Annotation Algorithms¶

Annotate with Sentence Transformers¶

Path: flexiconc/algorithms/annotate_sentence_transformers.py

Description:

Generates embeddings for each concordance line (or part of it) using a Sentence Transformer model. Allows selection of tokens within a specified window and based on a specified token attribute.

Arguments:

Name	Type	Description
tokens_attribute	string	The positional attribute to extract tokens from (e.g., 'word').
window_start	integer	The lower bound of the window (inclusive). If None, uses the entire line.
window_end	integer	The upper bound of the window (inclusive). If None, uses the entire line.
model_name	string	The name of the pretrained Sentence Transformer model.

Show full JSON schema

{
  "type": "object",
  "properties": {
    "tokens_attribute": {
      "type": "string",
      "description": "The positional attribute to extract tokens from (e.g., 'word').",
      "default": "word",
      "x-eval": "dict(enum=list(set(conc.tokens.columns) - {'id_in_line', 'line_id', 'offset'}))"
    },
    "window_start": {
      "type": "integer",
      "description": "The lower bound of the window (inclusive). If None, uses the entire line.",
      "x-eval": "dict(minimum=min(conc.tokens['offset']))"
    },
    "window_end": {
      "type": "integer",
      "description": "The upper bound of the window (inclusive). If None, uses the entire line.",
      "x-eval": "dict(maximum=max(conc.tokens['offset']))"
    },
    "model_name": {
      "type": "string",
      "description": "The name of the pretrained Sentence Transformer model.",
      "default": "all-MiniLM-L6-v2"
    }
  },
  "required": []
}

Annotate with SpaCy Embeddings¶

Path: flexiconc/algorithms/annotate_spacy_embeddings.py

Description:

Generates averaged spaCy word embeddings for tokens within a specified window.

Arguments:

Name	Type	Description
spacy_model	string	The spaCy model to use.
tokens_attribute	string	The token attribute to use for creating line texts.
exclude_values_attribute	string	The attribute to filter out specific values.
exclude_values_list	['array']	The list of values to exclude.
window_start	integer	The lower bound of the token window (inclusive).
window_end	integer	The upper bound of the token window (inclusive).
include_node	boolean	Whether to include the node token (offset 0).

Show full JSON schema

{
  "type": "object",
  "properties": {
    "spacy_model": {
      "type": "string",
      "description": "The spaCy model to use.",
      "default": "en_core_web_md"
    },
    "tokens_attribute": {
      "type": "string",
      "description": "The token attribute to use for creating line texts.",
      "default": "word",
      "x-eval": "dict(enum=list(set(conc.tokens.columns) - {'id_in_line', 'line_id', 'offset'}))"
    },
    "exclude_values_attribute": {
      "type": "string",
      "description": "The attribute to filter out specific values."
    },
    "exclude_values_list": {
      "type": [
        "array"
      ],
      "items": {
        "type": "string"
      },
      "description": "The list of values to exclude."
    },
    "window_start": {
      "type": "integer",
      "description": "The lower bound of the token window (inclusive).",
      "default": -5,
      "x-eval": "dict(minimum=min(conc.tokens['offset']))"
    },
    "window_end": {
      "type": "integer",
      "description": "The upper bound of the token window (inclusive).",
      "default": 5,
      "x-eval": "dict(maximum=max(conc.tokens['offset']))"
    },
    "include_node": {
      "type": "boolean",
      "description": "Whether to include the node token (offset 0).",
      "default": true
    }
  },
  "required": [
    "spacy_model"
  ]
}

Annotate with spaCy POS tags¶

Path: flexiconc/algorithms/annotate_spacy_pos.py

Description:

Annotates tokens with spaCy part-of-speech tags or related tag information using a specified spaCy model.
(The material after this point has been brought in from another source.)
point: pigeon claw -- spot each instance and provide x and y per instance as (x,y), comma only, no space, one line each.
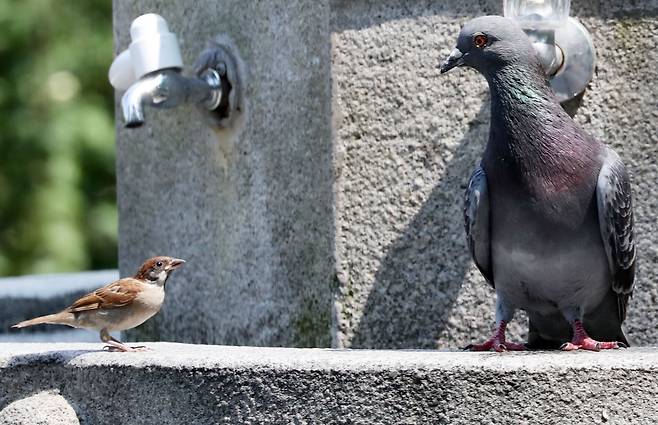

The spacy_attributes parameter is always a list, so multiple annotations can be retrieved simultaneously.

Arguments:

Name	Type	Description
spacy_model	string	The spaCy model to use for POS tagging.
tokens_attribute	string	The token attribute to use for POS tagging.
spacy_attributes	array	A list of spaCy token attributes to retrieve for annotation.

Show full JSON schema

{
  "type": "object",
  "properties": {
    "spacy_model": {
      "type": "string",
      "description": "The spaCy model to use for POS tagging.",
      "default": "en_core_web_sm"
    },
    "tokens_attribute": {
      "type": "string",
      "description": "The token attribute to use for POS tagging.",
      "default": "word",
      "x-eval": "dict(enum=list(set(conc.tokens.columns) - {'id_in_line', 'line_id', 'offset'}))"
    },
    "spacy_attributes": {
      "type": "array",
      "items": {
        "type": "string",
        "enum": [
          "pos_",
          "tag_",
          "morph",
          "dep_",
          "ent_type_"
        ]
      },
      "description": "A list of spaCy token attributes to retrieve for annotation.",
      "default": [
        "pos_"
      ]
    }
  },
  "required": [
    "spacy_model",
    "spacy_attributes"
  ]
}

Annotate with TF-IDF¶

Path: flexiconc/algorithms/annotate_tf_idf.py

Description:

Computes TF-IDF vectors for each line based on tokens in a specified window.

Arguments:

Name	Type	Description
tokens_attribute	string	The token attribute to use for creating line texts.
exclude_values_attribute	['string']	The attribute to filter out specific values.
exclude_values_list	['array']	The list of values to exclude.
window_start	integer	The lower bound of the token window (inclusive).
window_end	integer	The upper bound of the token window (inclusive).
include_node	boolean	Whether to include the node token (offset 0).

Show full JSON schema

{
  "type": "object",
  "properties": {
    "tokens_attribute": {
      "type": "string",
      "description": "The token attribute to use for creating line texts.",
      "default": "word",
      "x-eval": "dict(enum=list(set(conc.tokens.columns) - {'id_in_line', 'line_id', 'offset'}))"
    },
    "exclude_values_attribute": {
      "type": [
        "string"
      ],
      "description": "The attribute to filter out specific values."
    },
    "exclude_values_list": {
      "type": [
        "array"
      ],
      "items": {
        "type": "string"
      },
      "description": "The list of values to exclude."
    },
    "window_start": {
      "type": "integer",
      "description": "The lower bound of the token window (inclusive).",
      "default": -5,
      "x-eval": "dict(minimum=min(conc.tokens['offset']))"
    },
    "window_end": {
      "type": "integer",
      "description": "The upper bound of the token window (inclusive).",
      "default": 5,
      "x-eval": "dict(maximum=max(conc.tokens['offset']))"
    },
    "include_node": {
      "type": "boolean",
      "description": "Whether to include the node token (offset 0).",
      "default": true
    }
  },
  "required": [
    "tokens_attribute"
  ]
}